5. Water and Plasma Propulsion for Small Satellites
Two propulsion experiments onboard RAISE‑4 aim at meeting the increasing demand for efficient mobility in small satellites. KIR‑X uses water as propellant, which makes for a safe, low‑cost alternative for orbit maintenance or maneuvering. TDS‑PPT is to demonstrate a pulsed plasma thruster, compact and low-power electric propulsion suitable for ultra-small satellites. Such systems could provide extended mission lifetimes and/or station-keeping with high accuracy without depending on toxic propellants.
6. Debris-Free Satellite Housing
WASEDA‑SAT‑ZERO‑II introduces a 3D-printed CubeSat structure without screws or mechanical fasteners to minimize the risk of generating orbital debris. Its planar membrane deployment system also borrows from origami principles, supporting experiments in structural expansion without complex mechanical assemblies. Such designs could simplify manufacturing and improve reliability for future nanosatellite missions.

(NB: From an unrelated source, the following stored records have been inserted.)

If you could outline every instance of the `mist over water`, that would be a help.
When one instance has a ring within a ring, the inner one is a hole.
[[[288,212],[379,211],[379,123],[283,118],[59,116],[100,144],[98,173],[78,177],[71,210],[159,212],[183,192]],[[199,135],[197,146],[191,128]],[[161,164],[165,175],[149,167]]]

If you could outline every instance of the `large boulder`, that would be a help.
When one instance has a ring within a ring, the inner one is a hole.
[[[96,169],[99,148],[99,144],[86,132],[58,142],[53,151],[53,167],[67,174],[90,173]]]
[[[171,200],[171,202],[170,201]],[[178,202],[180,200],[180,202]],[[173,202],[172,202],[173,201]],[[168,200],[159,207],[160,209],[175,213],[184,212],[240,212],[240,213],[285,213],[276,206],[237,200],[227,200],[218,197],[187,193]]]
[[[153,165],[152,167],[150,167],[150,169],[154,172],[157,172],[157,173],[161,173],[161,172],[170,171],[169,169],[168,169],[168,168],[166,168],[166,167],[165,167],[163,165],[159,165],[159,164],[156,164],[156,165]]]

7. Interconnected Nanosatellite Constellations
MAGNARO‑II demonstrates a new way of rotating and then separating physically connected nanosatellites into a functional constellation in orbit. The eventual outcome could be to reduce launch costs by sending several satellites together as one unit, then spreading them out to coordinated positions for distributed sensing or communications.
8. Intelligent Power Management in Space
Mono‑Nikko has implemented an intelligent power supply unit to monitor the health of the batteries in ultra‑small spacecraft. Such systems are able to help avoid mission-ending failures and optimize energy usage for long-duration operations by catching deterioration or anomalies early.
9. Space‑Based Earthquake Monitoring
PRELUDE carries a hybrid electric field/plasma sensor to detect precursor phenomena that may be associated with seismic activity. If successful, the technology could form part of worldwide earthquake prediction networks combining space‑based measurements with terrestrial monitoring systems.
From origami-folded antennas to AI maritime surveillance, RAISE-4’s payloads represent a convergence of mechanical ingenuity, materials science, and onboard intelligence. Over the coming 13 months, these experiments will be operated by JAXA, which will give data that may redefine what small satellites can achieve in communications, navigation, and environmental monitoring, among many other areas.